Pas à pas, la justice turque poursuit son œuvre d’éradication du deuxième parti d’opposition du pays, le Parti démocratique des peuples (HDP), de gauche et prokurde. Vendredi 25 septembre, le parquet d’Ankara a ordonné l’arrestation de 82 personnes dont le point commun est d’avoir exercé des fonctions de direction au sein du HDP durant l’automne 2014.
Parmi elles, on retrouve des figures de premier plan du mouvement, comme l’ancien député Sirri Süreyya Önder, qui, entre 2013 et 2015, s’est rendu à plusieurs reprises sur l’île-prison d’Imrali (nord-ouest de la Turquie) pour y rencontrer Abdullah Öcalan, le chef emprisonné de la rébellion kurde du Parti des travailleurs du Kurdistan (PKK), dans le cadre d’un processus de paix désormais abandonné.
La police a également procédé, sous les huées de la population, à l’arrestation d’Ayhan Bilgen, le maire de Kars (Nord-Est), dernier chef-lieu de département encore aux mains du HDP après une vague d’évictions et de remplacements par des administrateurs judiciaires.
Le ministère public a justifié ce coup de filet en liant les suspects à des incidents violents survenus en 2014 dans le Sud-Est anatolien, majoritairement peuplé de Kurdes. La région était alors sous tension en raison de l’offensive de l’organisation Etat islamique (EI) sur la ville kurde syrienne de Kobané et de l’inaction d’Ankara, renvoyant dos à dos EI et PKK, face à cette opération meurtrière.

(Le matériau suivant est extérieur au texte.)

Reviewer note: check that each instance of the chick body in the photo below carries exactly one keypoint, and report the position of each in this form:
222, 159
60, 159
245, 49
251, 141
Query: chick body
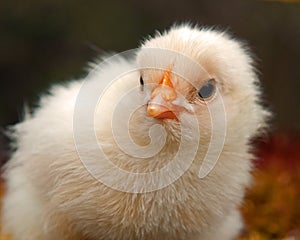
51, 195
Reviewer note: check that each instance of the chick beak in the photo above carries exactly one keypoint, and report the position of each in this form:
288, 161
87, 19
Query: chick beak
160, 106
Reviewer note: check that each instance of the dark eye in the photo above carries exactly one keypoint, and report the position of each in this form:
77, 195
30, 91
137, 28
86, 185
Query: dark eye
207, 90
141, 81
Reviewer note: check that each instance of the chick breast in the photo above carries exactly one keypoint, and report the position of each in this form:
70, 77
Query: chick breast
90, 163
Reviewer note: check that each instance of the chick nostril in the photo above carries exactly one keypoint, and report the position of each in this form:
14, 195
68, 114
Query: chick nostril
169, 94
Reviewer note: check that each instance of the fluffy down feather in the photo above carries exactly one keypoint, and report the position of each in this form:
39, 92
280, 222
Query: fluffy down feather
51, 195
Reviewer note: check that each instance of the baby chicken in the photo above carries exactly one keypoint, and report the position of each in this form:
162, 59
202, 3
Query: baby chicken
152, 146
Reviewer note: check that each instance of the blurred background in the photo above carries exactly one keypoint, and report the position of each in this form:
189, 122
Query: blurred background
49, 41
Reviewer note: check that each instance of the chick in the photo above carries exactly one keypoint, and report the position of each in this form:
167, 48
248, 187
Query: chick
162, 153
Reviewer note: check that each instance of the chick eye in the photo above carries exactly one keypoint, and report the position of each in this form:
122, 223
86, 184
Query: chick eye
141, 81
207, 90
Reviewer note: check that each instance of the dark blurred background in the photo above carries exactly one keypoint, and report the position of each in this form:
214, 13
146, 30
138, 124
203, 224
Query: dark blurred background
45, 42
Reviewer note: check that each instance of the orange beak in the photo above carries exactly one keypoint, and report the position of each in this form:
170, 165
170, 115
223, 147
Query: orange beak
160, 106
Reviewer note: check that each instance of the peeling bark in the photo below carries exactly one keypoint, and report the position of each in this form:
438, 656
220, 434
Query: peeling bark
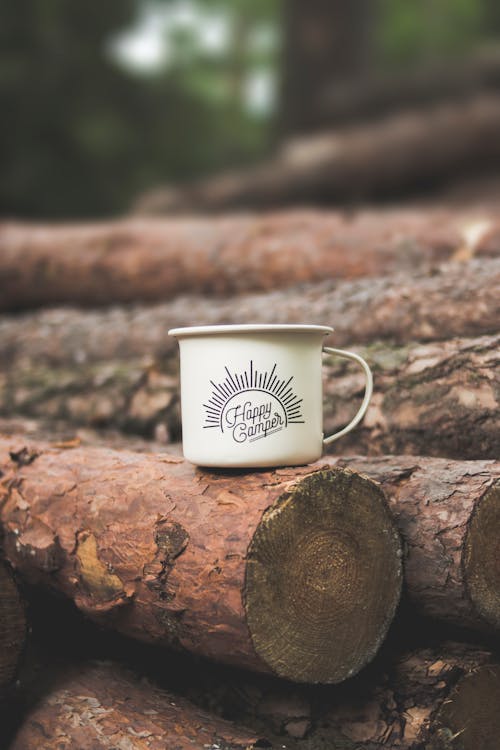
457, 299
442, 698
101, 705
218, 563
437, 399
154, 260
12, 628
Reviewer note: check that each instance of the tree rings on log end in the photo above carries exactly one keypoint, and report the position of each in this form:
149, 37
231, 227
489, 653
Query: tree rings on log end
482, 557
12, 628
323, 577
469, 719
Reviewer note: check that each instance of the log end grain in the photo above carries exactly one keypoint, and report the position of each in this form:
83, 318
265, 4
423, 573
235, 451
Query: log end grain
470, 719
323, 578
481, 558
12, 628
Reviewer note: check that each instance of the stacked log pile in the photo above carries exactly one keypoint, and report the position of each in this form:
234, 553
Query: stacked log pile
256, 579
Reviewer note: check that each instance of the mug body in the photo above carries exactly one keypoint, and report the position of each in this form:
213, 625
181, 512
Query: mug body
251, 395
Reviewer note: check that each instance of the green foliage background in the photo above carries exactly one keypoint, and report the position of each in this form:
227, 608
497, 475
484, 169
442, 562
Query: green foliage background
81, 135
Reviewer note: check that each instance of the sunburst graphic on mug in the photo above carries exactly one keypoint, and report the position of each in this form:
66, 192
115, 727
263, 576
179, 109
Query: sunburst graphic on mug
252, 405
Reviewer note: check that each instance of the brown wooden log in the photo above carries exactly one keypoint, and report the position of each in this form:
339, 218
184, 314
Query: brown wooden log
384, 157
100, 705
222, 564
441, 508
437, 399
440, 698
12, 628
448, 513
456, 299
386, 93
154, 260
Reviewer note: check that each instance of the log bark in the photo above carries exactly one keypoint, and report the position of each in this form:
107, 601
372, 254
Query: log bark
384, 157
441, 507
325, 44
390, 93
448, 513
154, 260
456, 299
220, 564
12, 628
437, 399
440, 698
101, 705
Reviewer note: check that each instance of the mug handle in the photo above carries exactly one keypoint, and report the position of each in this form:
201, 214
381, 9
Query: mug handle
366, 399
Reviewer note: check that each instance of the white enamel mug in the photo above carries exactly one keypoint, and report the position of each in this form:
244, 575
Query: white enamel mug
251, 395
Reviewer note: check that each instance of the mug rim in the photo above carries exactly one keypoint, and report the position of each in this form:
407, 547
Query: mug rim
249, 328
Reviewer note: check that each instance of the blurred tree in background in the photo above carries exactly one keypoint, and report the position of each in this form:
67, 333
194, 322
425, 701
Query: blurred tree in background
86, 124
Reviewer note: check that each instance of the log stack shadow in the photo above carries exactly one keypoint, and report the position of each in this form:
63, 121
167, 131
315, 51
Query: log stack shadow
290, 578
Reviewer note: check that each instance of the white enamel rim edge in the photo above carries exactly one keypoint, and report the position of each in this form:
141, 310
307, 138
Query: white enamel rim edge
249, 328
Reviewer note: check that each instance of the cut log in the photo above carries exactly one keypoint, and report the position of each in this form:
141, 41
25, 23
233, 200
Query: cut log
384, 157
456, 299
148, 260
448, 513
437, 399
101, 705
222, 564
443, 698
12, 628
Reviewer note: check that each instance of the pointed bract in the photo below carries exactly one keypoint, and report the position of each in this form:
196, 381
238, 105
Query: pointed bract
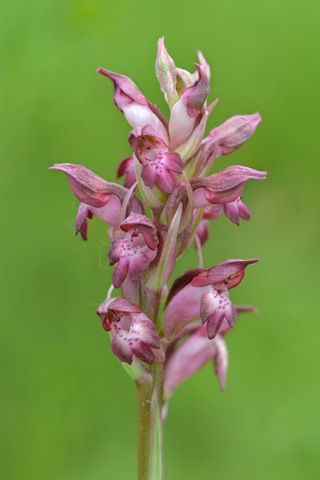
234, 132
128, 98
186, 111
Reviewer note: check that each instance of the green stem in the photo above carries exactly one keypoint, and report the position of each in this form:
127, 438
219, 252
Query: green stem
150, 465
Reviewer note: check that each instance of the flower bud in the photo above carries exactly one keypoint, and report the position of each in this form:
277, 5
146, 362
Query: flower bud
235, 131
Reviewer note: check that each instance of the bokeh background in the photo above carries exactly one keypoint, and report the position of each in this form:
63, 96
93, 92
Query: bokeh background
68, 408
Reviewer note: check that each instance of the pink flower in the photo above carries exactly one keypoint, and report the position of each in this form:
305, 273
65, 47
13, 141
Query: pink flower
185, 112
187, 358
133, 332
224, 186
136, 108
158, 163
204, 294
237, 209
133, 252
97, 196
234, 132
126, 167
190, 357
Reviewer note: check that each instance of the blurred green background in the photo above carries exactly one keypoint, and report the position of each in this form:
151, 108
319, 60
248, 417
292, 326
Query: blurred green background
68, 408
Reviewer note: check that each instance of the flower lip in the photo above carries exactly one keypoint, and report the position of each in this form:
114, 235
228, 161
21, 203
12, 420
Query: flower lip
88, 187
145, 226
230, 272
143, 140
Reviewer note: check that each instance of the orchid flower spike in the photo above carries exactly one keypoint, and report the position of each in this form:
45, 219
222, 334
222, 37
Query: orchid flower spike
133, 252
133, 332
204, 294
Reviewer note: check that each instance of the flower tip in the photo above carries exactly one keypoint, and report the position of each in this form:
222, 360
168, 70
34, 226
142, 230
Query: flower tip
102, 71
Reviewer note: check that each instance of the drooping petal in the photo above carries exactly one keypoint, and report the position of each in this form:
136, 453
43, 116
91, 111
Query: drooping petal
215, 307
230, 273
189, 357
134, 333
224, 186
88, 187
187, 301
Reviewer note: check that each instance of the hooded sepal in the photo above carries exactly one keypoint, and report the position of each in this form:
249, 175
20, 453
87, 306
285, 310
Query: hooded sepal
188, 300
133, 332
166, 74
186, 111
229, 273
126, 167
235, 132
236, 210
133, 252
136, 108
224, 186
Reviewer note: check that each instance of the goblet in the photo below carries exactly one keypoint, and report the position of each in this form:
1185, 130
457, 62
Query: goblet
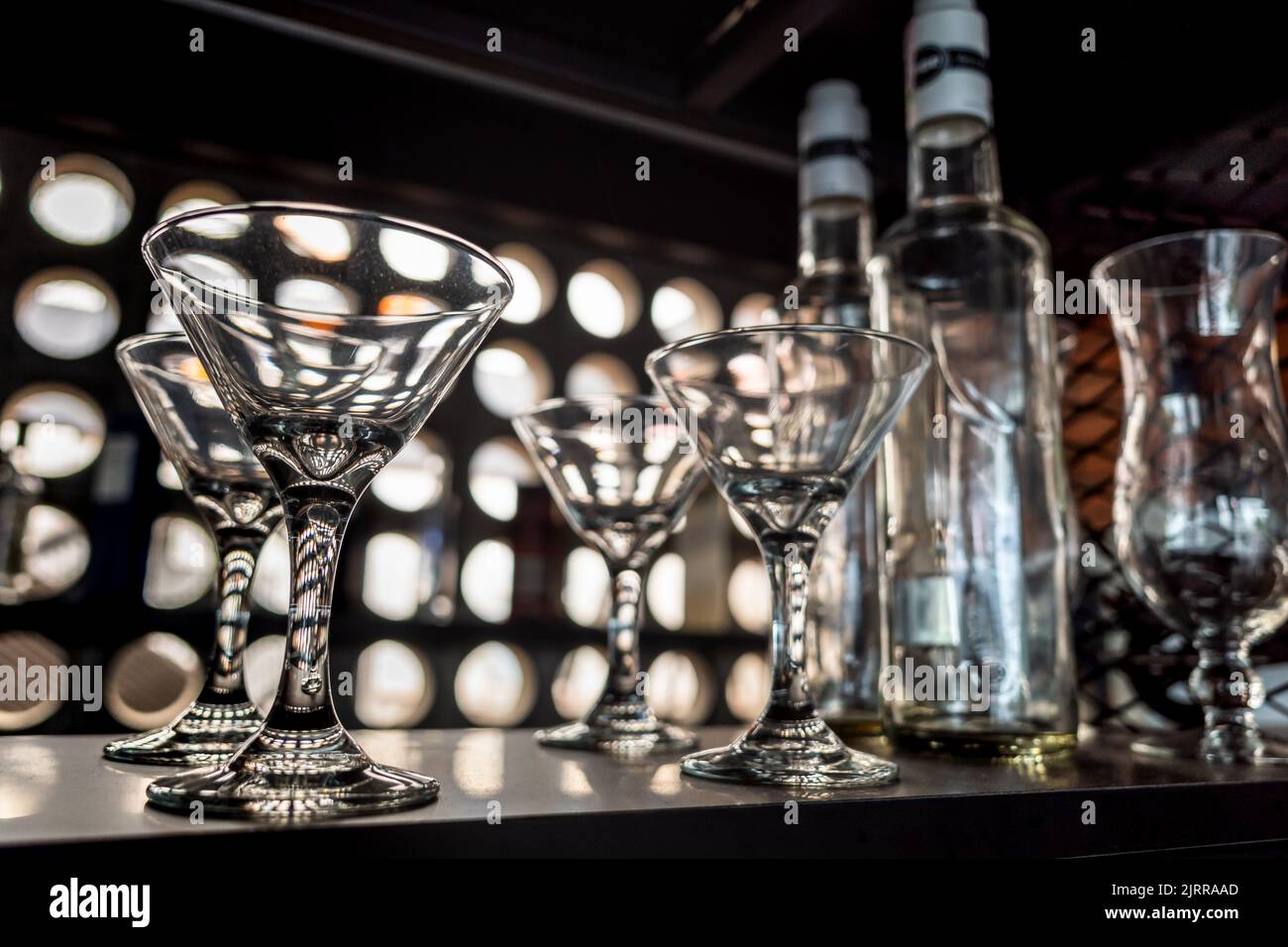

Entre le 6 et le 8 octobre 2014, les manifestations de soutien à Kobané ont dégénéré en affrontements avec les forces de sécurité, mais aussi avec les militants d’une formation islamiste locale, le Parti de la cause libre. Plusieurs bilans contradictoires font état de 31 à 54 morts, ainsi que de plusieurs centaines de blessés et d’arrestations.
Dans un communiqué publié vendredi, le parquet d’Ankara accuse les 82 suspects d’avoir « lancé de nombreux appels à la population lui enjoignant de sortir dans la rue et de mener des actions terroristes ».
La décision d’exhumer un dossier vieux de six ans pour justifier ces arrestations a été condamnée par un large spectre de partis politiques et d’organisations de la société civile d’opposition, qui dénoncent un geste politique. Le barreau de Diyarbakir a rappelé, dans un communiqué, qu’une grande partie des personnes actuellement visées par un mandat d’arrêt avaient déjà été interrogées par le parquet après les incidents de 2014.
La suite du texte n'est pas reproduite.